The best position to capture falling turkeys |
Somehow my leaf piles disappeared. It was shortly after Bleeder went outside and the machine made loud noises and she came in smelling like my leaf pile and I suspect she did something nefarious to my leaf pile. That's ok, because we had a lot of wind and the leaves are back in the yard. It's only a matter of time before they converge into another pile.
Shortly after this photo, the wheel exploded and the leaves migrated south |
It's also now colder, and I really like the colder, but Bleeder doesn't seem to like colder and she puts on a heavy coat, gloves, a hat, ridiculous looking boots and that means I can attack her. At least that's my interpretation of her outfit. It is hideous. She doesn't seem to like it when I dash through the yard, leap up and attempt to steal the silly hat. On the bright side, with all of that fluff she's wearing, she bleeds less.

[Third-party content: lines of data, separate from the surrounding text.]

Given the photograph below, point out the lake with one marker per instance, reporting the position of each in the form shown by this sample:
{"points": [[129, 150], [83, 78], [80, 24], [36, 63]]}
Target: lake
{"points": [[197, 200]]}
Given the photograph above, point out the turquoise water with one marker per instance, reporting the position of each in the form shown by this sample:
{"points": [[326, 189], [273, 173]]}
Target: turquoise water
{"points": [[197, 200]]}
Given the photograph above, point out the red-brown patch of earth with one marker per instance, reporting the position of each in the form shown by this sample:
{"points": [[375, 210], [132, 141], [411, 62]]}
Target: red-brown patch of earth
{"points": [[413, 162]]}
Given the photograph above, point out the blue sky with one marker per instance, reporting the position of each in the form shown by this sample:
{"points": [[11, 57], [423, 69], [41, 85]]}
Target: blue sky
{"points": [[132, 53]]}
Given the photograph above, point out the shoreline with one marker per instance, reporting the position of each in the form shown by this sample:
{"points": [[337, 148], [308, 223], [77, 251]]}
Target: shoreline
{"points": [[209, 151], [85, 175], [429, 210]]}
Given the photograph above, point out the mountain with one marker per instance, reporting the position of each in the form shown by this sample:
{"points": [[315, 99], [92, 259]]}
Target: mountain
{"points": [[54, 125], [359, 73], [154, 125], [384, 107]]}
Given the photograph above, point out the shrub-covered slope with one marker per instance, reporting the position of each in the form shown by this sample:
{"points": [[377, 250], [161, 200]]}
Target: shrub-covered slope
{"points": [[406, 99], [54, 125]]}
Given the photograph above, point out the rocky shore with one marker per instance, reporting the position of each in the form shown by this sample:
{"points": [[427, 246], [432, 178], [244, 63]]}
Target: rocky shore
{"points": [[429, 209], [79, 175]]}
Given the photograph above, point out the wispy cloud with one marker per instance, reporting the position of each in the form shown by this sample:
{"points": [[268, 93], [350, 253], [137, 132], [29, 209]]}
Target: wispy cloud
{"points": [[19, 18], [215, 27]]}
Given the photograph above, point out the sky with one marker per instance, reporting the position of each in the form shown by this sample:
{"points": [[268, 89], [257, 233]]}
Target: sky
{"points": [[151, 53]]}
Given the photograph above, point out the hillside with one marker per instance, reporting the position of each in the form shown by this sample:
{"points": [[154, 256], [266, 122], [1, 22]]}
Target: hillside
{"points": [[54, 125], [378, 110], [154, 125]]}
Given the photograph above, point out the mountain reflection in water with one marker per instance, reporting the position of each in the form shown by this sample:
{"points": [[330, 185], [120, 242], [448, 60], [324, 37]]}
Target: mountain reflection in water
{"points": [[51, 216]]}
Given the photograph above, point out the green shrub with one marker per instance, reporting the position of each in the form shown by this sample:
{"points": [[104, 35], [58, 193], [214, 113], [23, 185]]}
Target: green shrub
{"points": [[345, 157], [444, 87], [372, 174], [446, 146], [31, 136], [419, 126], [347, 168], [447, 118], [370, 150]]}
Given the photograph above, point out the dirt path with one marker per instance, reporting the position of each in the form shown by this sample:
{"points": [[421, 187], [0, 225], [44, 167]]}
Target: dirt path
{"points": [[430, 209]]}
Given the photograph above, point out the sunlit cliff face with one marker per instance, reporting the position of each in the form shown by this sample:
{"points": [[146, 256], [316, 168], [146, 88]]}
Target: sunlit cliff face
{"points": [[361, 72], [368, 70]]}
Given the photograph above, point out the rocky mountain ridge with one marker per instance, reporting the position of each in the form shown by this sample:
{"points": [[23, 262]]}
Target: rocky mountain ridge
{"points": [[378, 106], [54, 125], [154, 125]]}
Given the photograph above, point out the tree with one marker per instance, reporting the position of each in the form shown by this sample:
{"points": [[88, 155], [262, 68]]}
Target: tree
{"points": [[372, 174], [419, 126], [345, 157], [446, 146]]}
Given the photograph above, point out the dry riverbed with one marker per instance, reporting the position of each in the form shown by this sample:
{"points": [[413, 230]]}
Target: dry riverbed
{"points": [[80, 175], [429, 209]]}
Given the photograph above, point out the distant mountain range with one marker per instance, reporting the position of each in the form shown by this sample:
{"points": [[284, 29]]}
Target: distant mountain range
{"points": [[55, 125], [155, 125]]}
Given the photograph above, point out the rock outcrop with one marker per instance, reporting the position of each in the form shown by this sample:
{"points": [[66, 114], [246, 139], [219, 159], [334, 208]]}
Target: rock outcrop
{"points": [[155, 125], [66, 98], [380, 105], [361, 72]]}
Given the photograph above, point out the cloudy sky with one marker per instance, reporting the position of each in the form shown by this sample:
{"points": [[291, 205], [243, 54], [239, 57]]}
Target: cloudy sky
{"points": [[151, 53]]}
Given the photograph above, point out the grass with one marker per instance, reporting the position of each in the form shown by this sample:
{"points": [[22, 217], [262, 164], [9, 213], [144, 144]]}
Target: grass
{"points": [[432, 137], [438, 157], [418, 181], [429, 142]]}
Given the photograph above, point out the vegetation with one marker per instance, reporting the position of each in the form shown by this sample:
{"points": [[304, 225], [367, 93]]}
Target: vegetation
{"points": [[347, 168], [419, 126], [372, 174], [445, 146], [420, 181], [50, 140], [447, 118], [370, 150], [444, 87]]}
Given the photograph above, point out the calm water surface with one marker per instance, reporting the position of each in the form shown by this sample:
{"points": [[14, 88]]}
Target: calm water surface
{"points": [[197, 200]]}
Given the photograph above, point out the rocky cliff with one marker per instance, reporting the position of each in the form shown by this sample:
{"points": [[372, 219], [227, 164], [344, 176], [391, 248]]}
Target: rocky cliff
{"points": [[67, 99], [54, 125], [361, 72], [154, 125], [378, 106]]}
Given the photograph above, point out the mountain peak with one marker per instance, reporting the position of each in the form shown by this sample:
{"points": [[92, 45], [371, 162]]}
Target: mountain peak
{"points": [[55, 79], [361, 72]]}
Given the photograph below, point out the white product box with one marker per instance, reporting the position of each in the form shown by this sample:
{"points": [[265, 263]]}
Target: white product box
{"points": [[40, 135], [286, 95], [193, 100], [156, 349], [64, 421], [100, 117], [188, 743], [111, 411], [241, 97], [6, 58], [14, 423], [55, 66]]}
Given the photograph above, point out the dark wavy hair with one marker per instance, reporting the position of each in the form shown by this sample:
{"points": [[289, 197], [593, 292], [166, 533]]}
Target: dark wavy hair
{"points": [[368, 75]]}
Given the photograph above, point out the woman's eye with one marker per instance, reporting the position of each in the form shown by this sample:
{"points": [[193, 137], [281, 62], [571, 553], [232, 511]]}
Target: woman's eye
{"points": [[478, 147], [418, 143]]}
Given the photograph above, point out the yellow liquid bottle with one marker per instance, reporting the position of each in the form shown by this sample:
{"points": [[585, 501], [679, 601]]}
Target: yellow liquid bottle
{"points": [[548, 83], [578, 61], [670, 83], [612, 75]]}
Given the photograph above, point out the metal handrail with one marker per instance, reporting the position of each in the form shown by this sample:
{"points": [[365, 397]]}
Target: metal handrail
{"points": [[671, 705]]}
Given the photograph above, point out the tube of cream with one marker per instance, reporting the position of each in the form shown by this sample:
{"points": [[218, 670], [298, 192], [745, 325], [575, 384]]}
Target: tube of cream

Ridiculous boots and look at those pajama bottoms! |
The squirrels continue to haunt me. They are devious. I also feel that they've called in reinforcements because first it was 1 squirrel, then 2. Just today there was 5 squirrels in the yard. It's as if they are challenging me. Challenge accepted, but I may need to change up my sneaky strategy. It doesn't help that every time EVERY TIME I get into a good position and lull the squirrels into a false sense of security further into the yard and away from the trees, Bleeder comes STOMPING out of the house yelling "CASEY, where are you???" at the top of her lungs. I glare at her... all that work... for nothing.
The latest thing are the sniffs along the side and back fence. I do not know what tasty being is behind that wall, but it smells delicious and I want to rip it to shreds. Bleeder has peered through the tiny slats and pronounces that "nothing is back there", but she doesn't have the 7 miles of nose sensors like I do. There is something there, and I want a piece of it in my mouth. Not sure if it travels along the fence line, but there's something at the back fence too. It's like a little superhighway for tasty things. Tonight Bleeder was trying to wear me out (because they didn't take me for a walk because something about "it's too cold, we're old") and was throwing the fun wheel thing, but I was too interested in the fence line. The wheel is fun, but I'd rather chase something small, and furry, and tasty. Bleeder had to get a leash and drag me back inside. Now she's muttering something about "great, it's probably a raccoon or skunk, or a myriad of other tasty things". Ok, she didn't say "tasty" she said "horrible", and something about ER vet visits, and possibly human ER visits as the past two years have been (in her words) a dumpster full of poop on fire and she wouldn't rule out getting into a fist fight with a chupacabra. I don't know what that is, but I'm sure it's tasty and fun to chase.
I realize that for a holiday where we're supposed to feel thankful about stuff, I've done a lot of ranting, so..
I'm thankful for my new chasey wheel.
I'm thankful for the delicious fence sniffs.
I'm thankful that I have tasty salmon foodables.
I'm thankful that Bleeder doesn't mind contorting into awkward positions so that I can stretch out on her side of the bed.
I'm thankful that Toast makes me toast and stays home with me even though I can't bother him during "core hours" even though I still bother him during "core hours".
I'm thankful that Toast and Bleeder hold a chewbone for me.
I'm thankful for my walks, but I would be more thankful if they didn't clip a leash to my front so I can't pull them both down the street like a sled.
I'm thankful for a comfy couch and window to watch the world
I'm thankful for the tasty... I mean wonderful deck where I can supervise the neighborhood.
I'm thankful for landing in such a cushy gig with such pushovers that I get cheese for every stick and rock I bring to the door.
I'm thankful... except when they put that gate on the "hot" counter so I can't get the foodables on it.